Right? The people, the needs, the pressures, the worries, the fears, the responsibilities always caught up with Jesus and the twelve. Or, sometimes all those things were out ahead, waiting for them when they arrived!
Most of us assume that peace and rest depend on having some control over our lives—a certain amount of financial security, health, and social order. This, of course, speaks to some basic human needs. But complete mastery of our circumstances is mostly futile, for no matter how rich or able-bodied or influential, we really don’t have a lot of control over life.
Can you imagine having a centeredness, a spiritual strength, a focus, a calm, no matter what the circumstances? This is the invitation of Jesus to a deserted place, no matter how chaotic and noisy the world around us.
Our psalm today is the beloved 23rd Psalm, which is usually looked to as a source of calm and comfort. It is that, but there’s more. How much attention do we pay to these words? Your rod and your staff, they comfort me. We like the idea of comfort, but what’s up with the rod and staff?
I have here this morning a shepherd’s staff. This is the tool used to discipline and correct the sheep who tend to wander. Why? Because the wandering sheep is likely to fall off a cliff or get eaten. It’s the shepherd’s discipline that keeps the sheep in line, and which is the source of their peace and maybe even their life.
The deserted place that Jesus speaks of is one such discipline. The shepherd’s rod and staff are regular spiritual practices that develop within us the ability to stay close to the shepherd, no matter what circumstances we face.
Last Sunday we heard a quote by Fr. Thomas Keating, who is a teacher in our time of the spiritual practice of centering prayer, or, contemplative prayer. Centering prayer is the practice of creating internal space for the Holy Spirit to do its work of transformation and healing. Those who embrace such spiritual practice experience what Jesus and his disciples experienced, and what all of us experience: the intrusion of fears, worries, responsibilities, distractions, and to-do lists–because everybody wants a piece of us, including our own minds. In centering prayer, we don’t escape these things. We acknowledge them and allow God to hold them for us, while the Spirit does its work.

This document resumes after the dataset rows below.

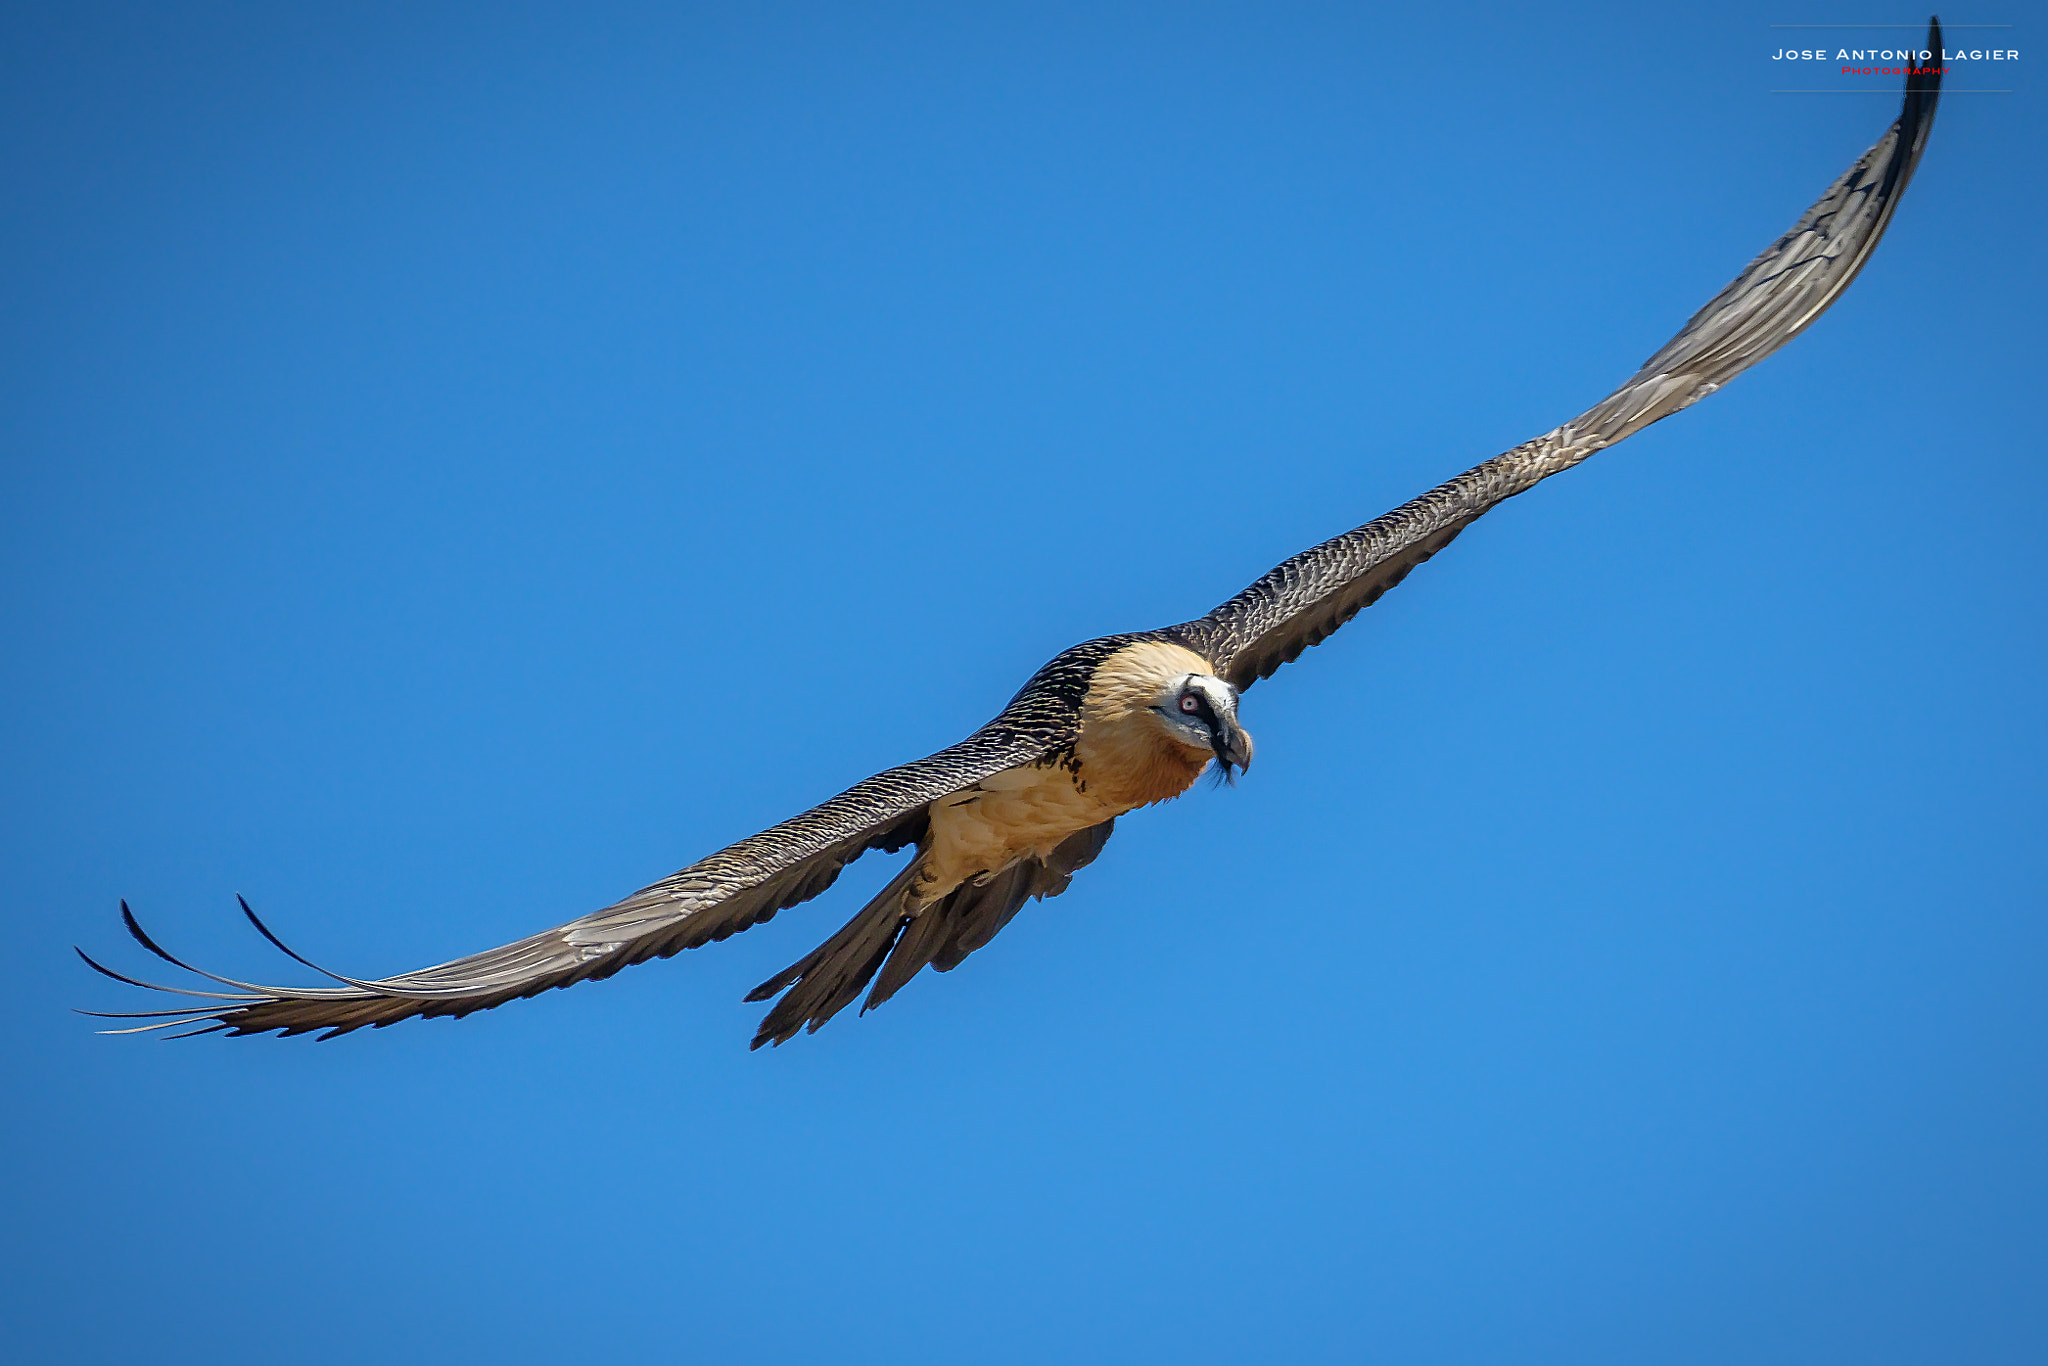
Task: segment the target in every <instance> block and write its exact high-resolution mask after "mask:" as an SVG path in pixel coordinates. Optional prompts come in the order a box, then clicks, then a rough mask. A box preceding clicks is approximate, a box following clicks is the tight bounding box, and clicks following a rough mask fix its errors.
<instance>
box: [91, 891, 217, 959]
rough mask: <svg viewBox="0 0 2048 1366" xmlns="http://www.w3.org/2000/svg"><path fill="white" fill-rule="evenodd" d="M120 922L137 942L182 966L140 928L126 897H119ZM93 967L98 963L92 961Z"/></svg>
mask: <svg viewBox="0 0 2048 1366" xmlns="http://www.w3.org/2000/svg"><path fill="white" fill-rule="evenodd" d="M121 924H123V926H127V930H129V934H131V936H135V942H137V944H141V946H143V948H147V950H150V952H154V954H156V956H158V958H162V961H164V963H168V965H172V967H184V965H182V963H178V961H176V958H174V956H170V952H168V950H166V948H164V946H162V944H158V942H156V940H152V938H150V932H147V930H143V928H141V922H139V920H135V911H131V909H129V905H127V897H123V899H121ZM80 954H84V950H80ZM86 963H92V958H86ZM94 967H98V965H96V963H94ZM102 971H104V969H102ZM184 971H186V973H190V971H193V969H188V967H184Z"/></svg>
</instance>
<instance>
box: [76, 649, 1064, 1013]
mask: <svg viewBox="0 0 2048 1366" xmlns="http://www.w3.org/2000/svg"><path fill="white" fill-rule="evenodd" d="M1049 668H1051V666H1049ZM1028 692H1030V690H1026V694H1020V696H1018V700H1014V702H1012V705H1010V707H1008V709H1006V711H1004V715H1001V717H997V719H995V721H991V723H989V725H985V727H983V729H981V731H977V733H975V735H971V737H969V739H965V741H961V743H958V745H952V748H950V750H942V752H940V754H934V756H930V758H924V760H918V762H913V764H903V766H901V768H891V770H887V772H881V774H874V776H872V778H866V780H862V782H856V784H854V786H852V788H848V791H844V793H840V795H838V797H834V799H831V801H825V803H821V805H817V807H813V809H811V811H805V813H803V815H799V817H793V819H788V821H782V823H780V825H774V827H770V829H764V831H762V834H758V836H750V838H748V840H741V842H739V844H733V846H729V848H725V850H719V852H717V854H711V856H709V858H702V860H698V862H694V864H690V866H688V868H682V870H680V872H676V874H674V877H666V879H662V881H659V883H653V885H651V887H643V889H641V891H637V893H633V895H631V897H627V899H623V901H616V903H614V905H608V907H604V909H602V911H596V913H592V915H584V917H582V920H571V922H569V924H565V926H557V928H553V930H545V932H541V934H535V936H528V938H524V940H518V942H512V944H504V946H502V948H492V950H485V952H479V954H471V956H467V958H457V961H453V963H442V965H438V967H428V969H420V971H414V973H399V975H397V977H383V979H375V981H356V979H338V981H340V983H344V985H334V987H266V985H254V987H250V991H236V993H217V997H215V1001H213V1004H211V1006H195V1008H193V1010H182V1012H162V1014H166V1016H176V1018H170V1020H166V1024H195V1026H201V1028H225V1030H229V1032H233V1034H260V1032H266V1030H283V1032H285V1034H303V1032H307V1030H328V1036H332V1034H346V1032H348V1030H358V1028H362V1026H383V1024H393V1022H397V1020H408V1018H414V1016H467V1014H471V1012H477V1010H489V1008H492V1006H502V1004H506V1001H510V999H516V997H522V995H537V993H541V991H547V989H551V987H569V985H573V983H578V981H586V979H594V977H610V975H612V973H616V971H621V969H625V967H631V965H635V963H645V961H649V958H666V956H670V954H676V952H682V950H684V948H696V946H698V944H709V942H713V940H723V938H727V936H731V934H737V932H741V930H745V928H750V926H756V924H760V922H764V920H768V917H772V915H774V913H776V911H780V909H784V907H791V905H797V903H799V901H809V899H811V897H815V895H817V893H821V891H825V889H827V887H831V883H834V881H836V879H838V877H840V870H842V868H844V866H846V864H848V862H852V860H854V858H860V854H864V852H868V850H897V848H903V846H905V844H913V842H918V840H920V838H924V831H926V807H928V805H930V803H932V801H936V799H938V797H946V795H948V793H956V791H961V788H965V786H971V784H975V782H979V780H981V778H987V776H991V774H995V772H1001V770H1006V768H1014V766H1018V764H1028V762H1032V760H1036V758H1040V756H1042V754H1047V752H1049V750H1055V748H1059V745H1061V743H1067V741H1069V739H1071V731H1073V723H1071V715H1069V711H1067V709H1065V707H1061V705H1047V698H1042V696H1028ZM266 934H268V932H266ZM137 938H141V936H139V934H137ZM143 944H145V946H147V948H152V952H158V954H160V956H166V958H170V954H164V950H160V948H158V946H156V944H150V942H147V940H143ZM287 952H289V950H287ZM295 956H297V954H295ZM301 961H303V958H301ZM88 963H90V958H88ZM172 963H176V961H174V958H172ZM94 967H98V965H94ZM178 967H184V965H182V963H180V965H178ZM102 971H106V969H102ZM109 975H115V973H109ZM123 981H131V979H123ZM227 985H242V983H227ZM252 993H254V995H252ZM203 995H213V993H203Z"/></svg>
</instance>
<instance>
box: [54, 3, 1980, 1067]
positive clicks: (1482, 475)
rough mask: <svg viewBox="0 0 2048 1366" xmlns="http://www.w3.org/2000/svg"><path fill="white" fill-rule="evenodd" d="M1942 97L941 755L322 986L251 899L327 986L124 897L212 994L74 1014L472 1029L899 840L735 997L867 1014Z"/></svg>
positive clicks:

Spiritual discipline is not extra credit for saints or spiritual superstars. It’s essential to staying close to the Shepherd. On our recent hike in the national park, as we returned to the parking lot, we noticed something we hadn’t seen earlier. It was a young deer, dead, a short distance off the trail. Like a sheep from its shepherd, little Bambi evidently had been separated from its mother by some predator and killed.
There’s a lot at stake in staying close to the Good Shepherd. There’s a lot at stake in taking to heart Jesus’ invitation to a deserted place. There’s a lot at stake in allowing the rod and staff of spiritual discipline to keep us close to the Shepherd.
Our reading from Jeremiah describes how easily even God’s own people can be separated from the Shepherd. The problem then, as now, was a rotten king. As we see in our own time, even church-going people can be led astray to follow such a king toward destruction, ignoring the Good Shepherd who leads to truth, justice, compassion, life and love.
Thanks be to God that we have a Good Shepherd who invites us to a deserted place! There we will find in the midst of our fears, distractions and responsibilities, one who will keep us close to the gospel of love, for us–and for all people.
I don’t read your sermons often enough! Every time I do, though, it strikes a chord in my heart. Thank you for sharing your words.